Objective: Cardiac auscultation is an accessible diagnostic screening tool that can help to identify patients with heart murmurs for follow-up diagnostic screening and treatment, especially in resource-constrained environments. However, experts are needed to interpret the heart sound recordings, limiting the accessibility of auscultation for cardiac care. The George B. Moody PhysioNet Challenge 2022 invites teams to develop automated approaches for detecting abnormal heart function from multi-location phonocardiogram (PCG) recordings of heart sounds.
Approach: For the Challenge, we sourced 5272 PCG recordings from 1568 pediatric patients in rural Brazil. We required the Challenge participants to submit the complete code for training and running their models, improving the transparency, reproducibility, and utility of the diagnostic algorithms. We devised a cost-based evaluation metric that captures the costs of screening, treatment, and diagnostic errors, allowing us to investigate the benefits of algorithmic pre-screening and facilitate the development of more clinically relevant algorithms.
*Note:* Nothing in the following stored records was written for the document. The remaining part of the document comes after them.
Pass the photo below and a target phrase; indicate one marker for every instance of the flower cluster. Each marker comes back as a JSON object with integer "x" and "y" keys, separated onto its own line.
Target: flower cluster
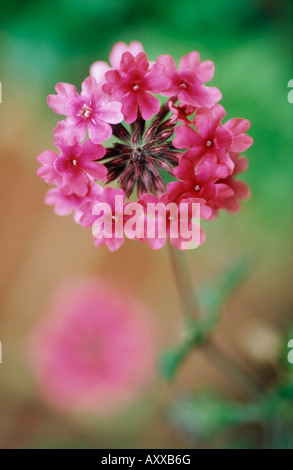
{"x": 183, "y": 137}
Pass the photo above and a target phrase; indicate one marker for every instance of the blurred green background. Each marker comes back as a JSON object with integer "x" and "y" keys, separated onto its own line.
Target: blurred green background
{"x": 250, "y": 41}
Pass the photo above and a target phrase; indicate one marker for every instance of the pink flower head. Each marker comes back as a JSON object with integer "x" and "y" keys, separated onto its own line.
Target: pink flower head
{"x": 185, "y": 142}
{"x": 65, "y": 204}
{"x": 199, "y": 181}
{"x": 132, "y": 84}
{"x": 240, "y": 189}
{"x": 77, "y": 166}
{"x": 187, "y": 83}
{"x": 108, "y": 225}
{"x": 90, "y": 110}
{"x": 99, "y": 68}
{"x": 94, "y": 352}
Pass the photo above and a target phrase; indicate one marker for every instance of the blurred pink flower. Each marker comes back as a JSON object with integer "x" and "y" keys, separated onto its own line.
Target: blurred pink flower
{"x": 99, "y": 68}
{"x": 95, "y": 350}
Main results: So far, over 80 teams have submitted over 600 algorithms during the course of the Challenge, representing a diversity of approaches in academia and industry. We will update this manuscript to share an analysis of the Challenge after the end of the Challenge.
Significance: The use of heart sound recordings for both heart murmur detection and clinical outcome identification allowed us to explore the potential of automated approaches to provide accessible pre-screening of less-resourced populations. The submission of working, open-source algorithms and the use of novel evaluation metrics supported the reproducibility, generalizability, and relevance of the researched conducted during the Challenge.